The History Vandals are at it again. When all this started I predicted that it would not stop with the Confederate generals and it gives me no pleasure to be right. This time it’s a grave marker. The city council in Madison, Wisconsin, has voted to remove a marker with the names of Confederate prisoners of war who died there in a prison camp, many from neglect by their captors. It was put up by the UDC in 1906 but apparently is an insult to modern sensibilities in that liberal town.

Rod Dreher has more details and has this to say about it.

The leaders of Madison, Wisconsin, are manifestly not decent people. God preserve us Southerners from behaving so shamefully. I suppose it won’t be long before they disinter the Confederate bodies and put them on a barge down the Mississippi.

It’s hard to imagine what kind of despicable people destroy a tombstone — a tombstone! — for political reasons. This is a sign of the times — and of a time to come.

I was listening last night to a talk on CSPAN by Hampton Sides, who has just written a book about Kit Carson. Sides described the controversy about Carson (some people are not happy about his dealings with the Indians) and how the town of Taos changed the name of the park dedicated to him (“to right past wrongs”) even though he and his wife are buried there. They changed it to Red Willow to honor local Indians, but it backfired badly. Locals were upset that the named got changed without citizen input, and Indians were unhappy that they hadn’t been consulted first. I am happy report that they had to change it back, and it remains that way today.

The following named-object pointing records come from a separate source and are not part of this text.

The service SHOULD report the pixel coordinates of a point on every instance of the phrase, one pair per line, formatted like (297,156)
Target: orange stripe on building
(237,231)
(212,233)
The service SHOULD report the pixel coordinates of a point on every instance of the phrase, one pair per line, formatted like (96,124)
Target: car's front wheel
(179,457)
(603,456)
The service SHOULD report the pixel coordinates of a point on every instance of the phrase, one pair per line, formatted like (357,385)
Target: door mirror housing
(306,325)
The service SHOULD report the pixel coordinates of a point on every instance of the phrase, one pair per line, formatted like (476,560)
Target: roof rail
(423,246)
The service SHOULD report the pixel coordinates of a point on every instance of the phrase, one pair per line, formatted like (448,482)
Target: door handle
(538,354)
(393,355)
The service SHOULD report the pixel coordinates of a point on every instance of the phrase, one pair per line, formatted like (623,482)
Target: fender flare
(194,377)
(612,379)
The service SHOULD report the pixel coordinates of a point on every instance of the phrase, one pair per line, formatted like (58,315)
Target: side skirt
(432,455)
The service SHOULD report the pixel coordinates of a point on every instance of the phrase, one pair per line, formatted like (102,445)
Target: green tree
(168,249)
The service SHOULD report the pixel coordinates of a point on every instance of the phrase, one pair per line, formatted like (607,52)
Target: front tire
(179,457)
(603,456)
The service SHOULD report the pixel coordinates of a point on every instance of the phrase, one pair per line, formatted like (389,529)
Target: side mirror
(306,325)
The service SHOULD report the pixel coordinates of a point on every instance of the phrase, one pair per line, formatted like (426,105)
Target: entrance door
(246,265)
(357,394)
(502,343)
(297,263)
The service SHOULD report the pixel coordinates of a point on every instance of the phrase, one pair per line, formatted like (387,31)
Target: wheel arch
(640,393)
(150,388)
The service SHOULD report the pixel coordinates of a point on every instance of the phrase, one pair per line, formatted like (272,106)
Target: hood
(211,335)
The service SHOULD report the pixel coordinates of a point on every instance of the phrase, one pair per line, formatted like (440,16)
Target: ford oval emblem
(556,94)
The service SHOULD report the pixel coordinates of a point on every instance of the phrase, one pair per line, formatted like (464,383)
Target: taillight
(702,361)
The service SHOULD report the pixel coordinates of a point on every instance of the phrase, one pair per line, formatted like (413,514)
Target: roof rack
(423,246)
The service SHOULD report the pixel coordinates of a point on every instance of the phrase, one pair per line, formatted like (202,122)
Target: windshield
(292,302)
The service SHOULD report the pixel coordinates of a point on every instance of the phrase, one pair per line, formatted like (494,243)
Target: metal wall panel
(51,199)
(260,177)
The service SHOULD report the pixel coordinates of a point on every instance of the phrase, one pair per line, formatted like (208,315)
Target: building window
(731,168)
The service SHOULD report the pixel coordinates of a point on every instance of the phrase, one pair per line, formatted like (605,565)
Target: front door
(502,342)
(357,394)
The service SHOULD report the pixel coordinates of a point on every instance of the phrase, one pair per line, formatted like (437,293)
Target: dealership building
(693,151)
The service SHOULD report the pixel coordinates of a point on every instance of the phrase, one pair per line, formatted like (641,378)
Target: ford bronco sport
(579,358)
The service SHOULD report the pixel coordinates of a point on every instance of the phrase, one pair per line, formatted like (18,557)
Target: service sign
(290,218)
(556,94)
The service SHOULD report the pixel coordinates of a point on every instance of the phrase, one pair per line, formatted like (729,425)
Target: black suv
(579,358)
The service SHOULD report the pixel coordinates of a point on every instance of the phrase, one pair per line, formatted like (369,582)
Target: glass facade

Another casualty is Cal State Long Beach’s mascot Prospector Pete, apparently over concerns he did not meet today’s PC standards in 1849.

UPDATE: Just when you think it can’t get worse, it does. Washington and Lee University has decided to rename two buildings. One is the Lee-Jackson House, which will be renamed for a former dean who “helped move to a co-ed environment in the 1980s.”

The board also announced that effective immediately, it will replace portraits of Robert E. Lee and George Washington in military uniforms inside Lee Chapel with portraits of the two men in civilian clothing.

No reason given. Too militaristic?

Comments

One response to “Desecrating The Dead”

  1. John Horn Avatar

    Madison is known as 35 square miles surrounded by reality.